日本大百科全書(ニッポニカ) 「シベリア抑留問題」の意味・わかりやすい解説
シベリア抑留問題
しべりあよくりゅうもんだい
第二次世界大戦終結後、当時のソ連占領地区の日本軍人らが、シベリアなどに移送、労働を強いられ、日本への引揚げが大幅に遅れた問題。
[若槻泰雄]
抑留の状況
終戦時点において、満州(中国東北)、北朝鮮、千島、樺太(からふと)(サハリン)などソ連占領地域の在留日本人は、日本政府の推算では272万6000人であった。このうちソ連に抑留された人員の内訳は、関東軍を中心にした軍人・軍属が56万3000人、「満州国」の官吏・協和会役員、朝鮮総督府、樺太庁の官吏などが1万2000人と推定されている。ソ連は1945年(昭和20)8月下旬から1946年6月までの間に、これら日本人を1000名単位の作業大隊に編成し、各地に移送した。地域的にはシベリア47万2000人、外モンゴル1万3000人、中央アジア6万5000人、ヨーロッパ・ロシア2万5000人と推定され、捕虜収容所約1200か所、監獄その他特殊収容所約100か所に分散収容されて、採鉱、採炭、森林伐採、鉄道建設、道路工事など、主として屋外重労働に従事させられた。ソ連は、戦後の荒廃した経済の再建のために、これら日本兵を労働力として使用したのである。第二シベリア鉄道の建設には5万人の日本人が投入されている。このような措置は、日本兵の帰国を約束したポツダム宣言第9項に違反し、1929年ジュネーブで調印された「捕虜の待遇に関する条約」にももとる行為であった。
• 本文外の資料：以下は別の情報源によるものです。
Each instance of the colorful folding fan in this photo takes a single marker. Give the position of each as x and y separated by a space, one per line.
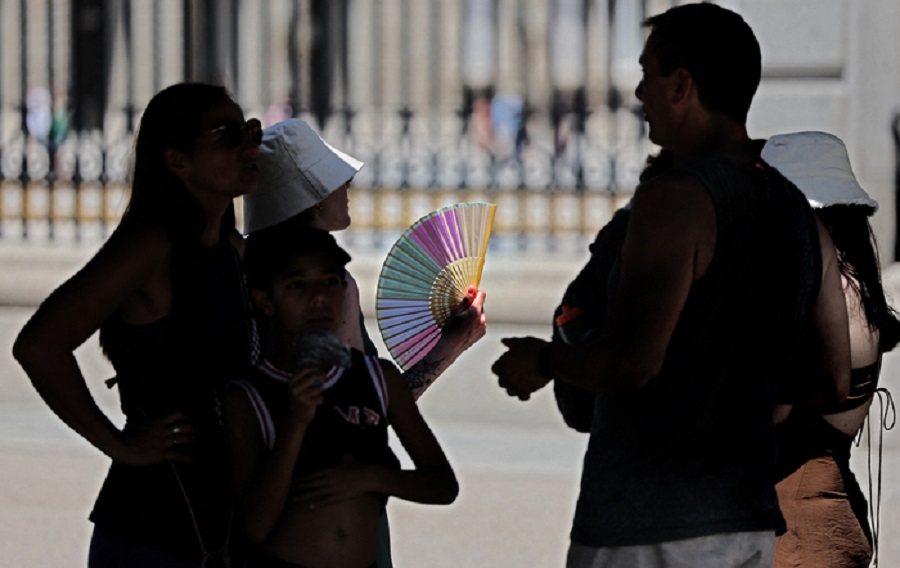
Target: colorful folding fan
427 274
日本兵たちは、日々の労働にノルマ(労働基準)を課せられ、食糧不足、寒気、劣悪な生活環境のために、病人や死者が続出し、全体で7万人が死亡したと推定されている。このようななかで、抑留初期、望郷の思いを込めて歌われた歌が、抑留者仲間のつくった『異国の丘』(作詞増田幸治(1922―2014)、作曲吉田正(1921―1998))である。この歌は1948年夏、復員兵によって日本国内に紹介され、爆発的に流行した。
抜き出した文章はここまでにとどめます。